Just 70 local Tories could start Boris Johnson on his way to Number 10.

Fifty per cent of a Conservative association of only 139 members is enough to secure candidacy at the selection meeting at Ruislip High School on Friday evening (September 12).

The Mayor of London is pitted against Hillingdon Council deputy leader David Simmonds, Simon Dudley, also a deputy leader, of the Royal Borough of Windsor and Maidenhead, and barrister Suella Fernandes.

If no winner emerges from the first round of voting, the fourth placed hopeful is eliminated and voting starts again.

Whatever happens, by the time the meeting is over and the candidates emerge from the private meeting into the atrium of the modern school to talk to the press, one of them will be well on their way to Westminster.

With an 11,000 Conservative majority pocketed by Sir John Randall at the 2010 general election, Uxbridge and South Ruislip is among the safer Tory seats – hence Boris Johnson’s ‘whacking in’ of his application before last month’s deadline in a much anticipated move after six years out of Parliament.

But ‘parachuting in’ is one thing: winning is another.

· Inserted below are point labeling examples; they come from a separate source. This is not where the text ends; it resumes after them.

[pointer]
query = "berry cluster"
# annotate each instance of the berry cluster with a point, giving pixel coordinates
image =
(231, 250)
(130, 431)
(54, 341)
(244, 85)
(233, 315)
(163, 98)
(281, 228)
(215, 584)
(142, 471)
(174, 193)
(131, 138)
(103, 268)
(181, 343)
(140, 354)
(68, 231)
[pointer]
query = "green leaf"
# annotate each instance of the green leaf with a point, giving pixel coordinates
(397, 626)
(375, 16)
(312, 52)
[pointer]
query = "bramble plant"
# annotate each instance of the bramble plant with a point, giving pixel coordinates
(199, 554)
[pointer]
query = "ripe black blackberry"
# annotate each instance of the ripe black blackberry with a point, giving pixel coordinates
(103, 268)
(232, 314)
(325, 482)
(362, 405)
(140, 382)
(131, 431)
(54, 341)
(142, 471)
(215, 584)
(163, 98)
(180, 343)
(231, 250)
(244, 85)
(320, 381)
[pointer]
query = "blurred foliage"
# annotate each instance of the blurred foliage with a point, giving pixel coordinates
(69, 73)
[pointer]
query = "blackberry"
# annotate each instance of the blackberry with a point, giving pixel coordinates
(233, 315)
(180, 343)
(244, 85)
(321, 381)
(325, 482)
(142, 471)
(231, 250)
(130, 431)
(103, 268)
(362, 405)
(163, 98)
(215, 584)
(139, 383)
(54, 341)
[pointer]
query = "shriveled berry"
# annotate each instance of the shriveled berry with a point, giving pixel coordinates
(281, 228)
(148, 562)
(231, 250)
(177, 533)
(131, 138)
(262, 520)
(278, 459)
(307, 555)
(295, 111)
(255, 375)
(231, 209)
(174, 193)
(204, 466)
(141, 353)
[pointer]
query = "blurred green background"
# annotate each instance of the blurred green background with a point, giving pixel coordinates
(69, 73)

Mr Dudley, for one, is confident. “I think it is all about who is the best candidate for this constituency,” he told his local newspaper today (Wednesday, September 10), The Maidenhead Advertiser.

“Someone who can dedicate 100 per cent of their time to the residents. I think I am that candidate, I know the place.

“It’s where I was born. I was born in Hillingdon and lived close to the constituency for 18 years until I went to university.

“It’s somewhere I have a very close personal relationship with.”

Meanwhile, Mr Simmonds told Wales Online at the weekend: “I am going to give the selection my best shot.”